If a seller makes inadequate disclosures, it may find itself on the receiving end of breach of warranty claims which it could have avoided. A breach of warranty claim may allow the buyer to recover some or even all of the purchase price. The value of the claim will depend on the severity of the breach of warranty and the subsequent loss that the buyer has suffered as a result of the breach.
Under section 89 of the Financial Services Act 2012, it is a criminal offence for a person to conceal information or make a misleading statement in order to induce another party to enter into an investment agreement (which would include a share purchase agreement). The offence carries an unlimited fine and/or seven years’ imprisonment.

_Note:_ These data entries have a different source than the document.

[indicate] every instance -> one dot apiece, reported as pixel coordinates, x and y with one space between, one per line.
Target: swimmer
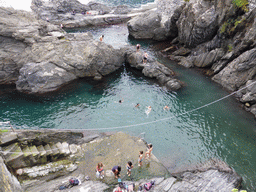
148 110
145 57
101 37
149 151
137 47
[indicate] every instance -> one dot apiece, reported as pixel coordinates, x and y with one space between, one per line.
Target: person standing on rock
129 167
140 158
101 37
137 47
145 57
149 151
99 168
116 170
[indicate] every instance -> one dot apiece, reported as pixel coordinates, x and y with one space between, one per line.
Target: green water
180 139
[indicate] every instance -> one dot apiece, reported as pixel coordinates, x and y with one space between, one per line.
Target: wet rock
8 182
197 23
143 26
153 69
238 72
207 59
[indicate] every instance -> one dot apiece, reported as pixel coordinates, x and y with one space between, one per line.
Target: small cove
180 139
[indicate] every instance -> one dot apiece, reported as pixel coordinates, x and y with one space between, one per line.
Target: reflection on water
180 139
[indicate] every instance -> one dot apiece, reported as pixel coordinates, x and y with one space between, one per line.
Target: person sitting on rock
116 170
100 169
101 37
129 167
149 151
138 47
140 158
73 12
145 57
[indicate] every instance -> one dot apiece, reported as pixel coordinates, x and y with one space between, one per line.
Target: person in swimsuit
138 47
116 170
145 57
140 158
101 37
129 167
149 151
100 169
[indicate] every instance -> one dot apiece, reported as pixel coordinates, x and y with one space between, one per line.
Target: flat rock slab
118 149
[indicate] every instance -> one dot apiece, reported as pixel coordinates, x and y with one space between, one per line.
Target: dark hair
129 163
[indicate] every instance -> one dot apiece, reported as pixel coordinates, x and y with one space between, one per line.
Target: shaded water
180 138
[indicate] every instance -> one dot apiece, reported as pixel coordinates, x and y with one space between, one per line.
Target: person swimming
148 110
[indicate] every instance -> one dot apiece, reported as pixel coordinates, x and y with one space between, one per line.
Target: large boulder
41 57
58 62
238 72
144 25
8 182
153 69
197 23
157 25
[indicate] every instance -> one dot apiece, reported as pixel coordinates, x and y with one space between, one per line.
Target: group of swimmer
117 169
149 108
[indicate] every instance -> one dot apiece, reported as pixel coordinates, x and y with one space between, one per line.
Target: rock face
153 69
158 25
220 36
7 181
40 57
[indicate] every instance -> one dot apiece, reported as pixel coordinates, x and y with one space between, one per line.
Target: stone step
43 154
28 156
55 150
60 148
12 152
65 146
8 138
48 149
34 152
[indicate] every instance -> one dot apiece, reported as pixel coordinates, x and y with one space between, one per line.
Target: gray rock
8 182
144 25
208 58
238 72
122 9
153 69
187 62
197 23
211 180
42 77
39 57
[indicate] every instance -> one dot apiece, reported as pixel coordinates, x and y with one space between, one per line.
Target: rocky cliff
216 35
40 57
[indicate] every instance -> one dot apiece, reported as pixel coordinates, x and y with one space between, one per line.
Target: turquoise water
181 138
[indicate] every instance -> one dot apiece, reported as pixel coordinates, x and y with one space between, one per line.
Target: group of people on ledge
117 169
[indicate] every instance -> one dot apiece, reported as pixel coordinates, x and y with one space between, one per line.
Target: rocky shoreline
50 158
214 35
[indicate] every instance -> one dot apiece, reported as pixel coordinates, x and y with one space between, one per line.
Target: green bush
242 4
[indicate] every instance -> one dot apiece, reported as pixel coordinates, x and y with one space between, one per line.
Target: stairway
27 156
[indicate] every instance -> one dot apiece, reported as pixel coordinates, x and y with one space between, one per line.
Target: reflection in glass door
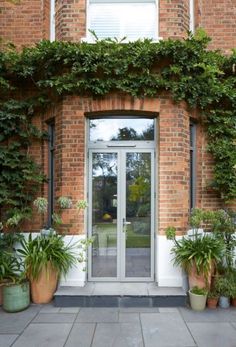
122 214
138 215
104 215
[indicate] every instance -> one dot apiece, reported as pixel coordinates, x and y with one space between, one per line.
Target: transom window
121 129
133 19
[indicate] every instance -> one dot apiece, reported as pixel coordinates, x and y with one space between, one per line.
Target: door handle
124 224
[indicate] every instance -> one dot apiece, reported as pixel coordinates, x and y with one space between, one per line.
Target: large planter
212 303
199 280
16 297
224 302
197 302
43 288
234 302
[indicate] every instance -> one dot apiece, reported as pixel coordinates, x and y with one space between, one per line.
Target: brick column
70 19
173 166
173 18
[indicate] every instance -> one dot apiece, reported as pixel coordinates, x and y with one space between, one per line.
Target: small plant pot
43 288
16 297
212 303
233 302
224 302
197 302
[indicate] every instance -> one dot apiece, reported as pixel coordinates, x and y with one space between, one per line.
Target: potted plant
7 247
223 286
197 253
16 294
198 297
47 256
212 299
233 295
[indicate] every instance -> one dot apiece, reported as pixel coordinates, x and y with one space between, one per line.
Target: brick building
103 149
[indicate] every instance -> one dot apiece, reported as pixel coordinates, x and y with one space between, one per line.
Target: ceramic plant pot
43 288
212 303
198 280
197 302
224 302
16 297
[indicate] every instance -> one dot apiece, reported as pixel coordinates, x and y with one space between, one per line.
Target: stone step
120 295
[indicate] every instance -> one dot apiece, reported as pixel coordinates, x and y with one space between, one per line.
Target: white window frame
88 36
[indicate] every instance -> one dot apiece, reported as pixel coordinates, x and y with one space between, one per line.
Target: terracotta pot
1 291
212 303
0 295
198 280
233 302
44 287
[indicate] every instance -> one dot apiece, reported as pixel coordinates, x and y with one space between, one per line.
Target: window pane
111 129
119 20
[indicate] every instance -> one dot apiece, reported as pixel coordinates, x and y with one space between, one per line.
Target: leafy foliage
37 253
36 77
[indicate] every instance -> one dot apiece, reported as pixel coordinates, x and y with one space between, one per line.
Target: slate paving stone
208 315
55 318
162 330
139 309
118 335
81 335
14 323
49 308
44 335
69 309
129 317
93 315
213 334
7 340
168 309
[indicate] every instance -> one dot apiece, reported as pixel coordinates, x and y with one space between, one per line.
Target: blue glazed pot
224 302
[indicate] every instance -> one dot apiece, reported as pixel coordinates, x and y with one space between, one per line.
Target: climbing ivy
38 76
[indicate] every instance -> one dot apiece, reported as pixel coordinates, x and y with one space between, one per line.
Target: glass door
121 214
137 215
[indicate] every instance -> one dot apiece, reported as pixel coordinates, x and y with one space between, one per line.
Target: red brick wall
173 18
218 18
24 23
172 154
70 20
173 165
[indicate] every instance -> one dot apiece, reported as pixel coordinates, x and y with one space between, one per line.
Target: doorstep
110 294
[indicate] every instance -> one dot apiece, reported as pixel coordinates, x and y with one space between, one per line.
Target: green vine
39 76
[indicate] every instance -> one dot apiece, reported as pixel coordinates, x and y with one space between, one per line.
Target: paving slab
97 315
14 323
7 340
129 317
213 334
69 309
49 308
118 335
168 309
139 309
54 318
162 330
208 315
81 335
44 335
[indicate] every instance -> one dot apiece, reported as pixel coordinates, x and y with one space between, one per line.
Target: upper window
121 129
132 19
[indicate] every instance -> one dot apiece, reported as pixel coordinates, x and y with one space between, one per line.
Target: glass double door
121 217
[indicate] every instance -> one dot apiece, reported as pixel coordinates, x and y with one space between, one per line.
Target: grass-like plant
43 250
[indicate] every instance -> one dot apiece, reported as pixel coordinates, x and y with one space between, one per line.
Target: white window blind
133 20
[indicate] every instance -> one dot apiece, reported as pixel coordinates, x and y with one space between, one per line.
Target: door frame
121 150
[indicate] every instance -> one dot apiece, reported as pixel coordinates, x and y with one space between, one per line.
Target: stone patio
50 326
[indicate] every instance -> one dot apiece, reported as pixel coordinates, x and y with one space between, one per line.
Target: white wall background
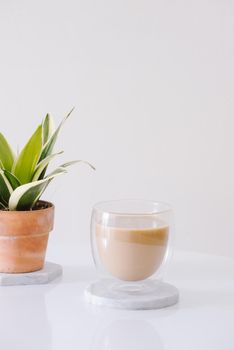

In addition, if a seller a seller chooses to remain totally silent about a known issue and this results in the seller failing to comply with a positive representation, this would constitute a misrepresentation. For example, a positive representation would include a warranty that states ‘The company maintains, and has at all material times maintained, adequate insurance cover against all losses and liabilities, including business interruption, and all other risks that are normally insured against by a person carrying on the same type of business’. If the company has not and/or does not maintain adequate insurance and the seller chooses not to disclose this problem to the buyer then this would constitute a misrepresentation.
The seller should therefore be very careful if it decides to deliberately withhold information which should ordinarily be disclosed during the disclosure process.
If a buyer fails to review a disclosure letter properly, it may be in for some unpleasant surprises which could result in the company or business being worth significantly less than the buyer initially thought.